A song left in the jungle

Mother Nature’s been taking the U.S. on a wild ride lately. Drought and wildfire in the Southwest and flooding rain here in the Northeast. The kids are out of school now, and they’ve commandeered the computer in my office, so I’ve set up my laptop in the kitchen, which has two glass doors and a large arched window. I write a little, but mostly I stare out at the rain. It’s become a permanence, a fixture. The rare sunny day feels odd, unfamiliar, something you vaguely remember but need time to get to know again.

I sit and type and watch the sheets of water fall beyond the kitchen door. Sometimes the sheets are faint, gray, quick cascades of small, staccato drops. Sometimes they're denser, whiter walls of fat water. These make an eerie but pleasingly fulsome sound as they wrap around the house and build to a thick, wet crescendo.

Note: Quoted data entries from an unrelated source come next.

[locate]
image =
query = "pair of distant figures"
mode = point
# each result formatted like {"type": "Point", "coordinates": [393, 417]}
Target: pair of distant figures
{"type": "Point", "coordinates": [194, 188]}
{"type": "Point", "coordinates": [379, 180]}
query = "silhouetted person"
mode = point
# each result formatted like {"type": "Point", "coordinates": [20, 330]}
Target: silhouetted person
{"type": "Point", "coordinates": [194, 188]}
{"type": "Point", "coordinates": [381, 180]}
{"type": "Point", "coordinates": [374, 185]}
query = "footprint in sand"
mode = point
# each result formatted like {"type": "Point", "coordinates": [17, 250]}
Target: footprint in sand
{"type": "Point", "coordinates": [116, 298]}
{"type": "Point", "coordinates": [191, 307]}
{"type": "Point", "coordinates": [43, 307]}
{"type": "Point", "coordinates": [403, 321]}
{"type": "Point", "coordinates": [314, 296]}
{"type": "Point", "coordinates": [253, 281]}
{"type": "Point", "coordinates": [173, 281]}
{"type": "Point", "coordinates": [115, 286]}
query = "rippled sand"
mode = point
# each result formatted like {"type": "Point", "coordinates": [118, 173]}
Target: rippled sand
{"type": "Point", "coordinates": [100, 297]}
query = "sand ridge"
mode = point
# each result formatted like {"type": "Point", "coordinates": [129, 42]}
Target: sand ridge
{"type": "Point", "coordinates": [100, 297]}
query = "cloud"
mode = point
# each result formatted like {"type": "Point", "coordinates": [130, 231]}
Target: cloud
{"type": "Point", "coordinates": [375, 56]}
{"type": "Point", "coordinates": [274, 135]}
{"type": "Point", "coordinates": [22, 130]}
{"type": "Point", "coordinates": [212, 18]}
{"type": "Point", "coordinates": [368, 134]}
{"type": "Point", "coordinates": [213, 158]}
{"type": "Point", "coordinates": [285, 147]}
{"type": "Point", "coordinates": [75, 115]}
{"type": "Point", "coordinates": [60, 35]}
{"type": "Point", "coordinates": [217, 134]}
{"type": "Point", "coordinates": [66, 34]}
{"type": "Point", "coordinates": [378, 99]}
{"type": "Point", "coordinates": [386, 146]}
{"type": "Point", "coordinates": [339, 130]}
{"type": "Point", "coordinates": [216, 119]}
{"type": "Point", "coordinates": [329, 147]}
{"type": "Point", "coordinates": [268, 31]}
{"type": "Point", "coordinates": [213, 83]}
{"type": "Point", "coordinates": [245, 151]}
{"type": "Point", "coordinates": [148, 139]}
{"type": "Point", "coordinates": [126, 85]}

The kind of crescendo we listened to from the thatch-roofed verandah and open-sided gathering room of our jungle camp on Peru’s Momon River, an Amazon tributary. We’d made it back from a late afternoon nature walk seconds before a pregnant beige sky let loose a rain so heavy it made the brown Momon boil and the piranha jump and flip and the hammocks strung on the verandah twirl and spin into gnarled knots.

We watched the rain for hours. In the jungle, you make your entertainment, or you take it from the nature around you. The whipping, deafening skywater kept us rapt.

With rain still falling at dinnertime, we gathered around the long, wooden communal dining table and shared a pot of monkey stew. Afterward, the camp’s full complement – a group of some dozen tourists, guides and camp staff – stayed gathered on the verandah. We shared stories over bottles of local beer.

One of the cooks had a guitar, and he sang a few gentle Peruvian ballads. Then he asked, “Can anyone sing an American song?” I took the guitar and played “Leaving on a Jet Plane.”

Before I finished singing, the cook left the room. He returned with an old cassette tape recorder. “Please,” he said. “Please play again. We would like to keep your song here.” I reprised, and after I strummed the final chord, the cook rewound the tape and played a bit of it to make sure he’d captured the music. He then clicked the machine off and held it to him like a treasured thing.

Sometimes, when the rain falls heavy, I think of that wet, wonderful night and marvel that I left a song in a faraway jungle. That my voice might still be heard from time to time above the swooshes and rushes of the brown Momon is an honor. A treasured thing.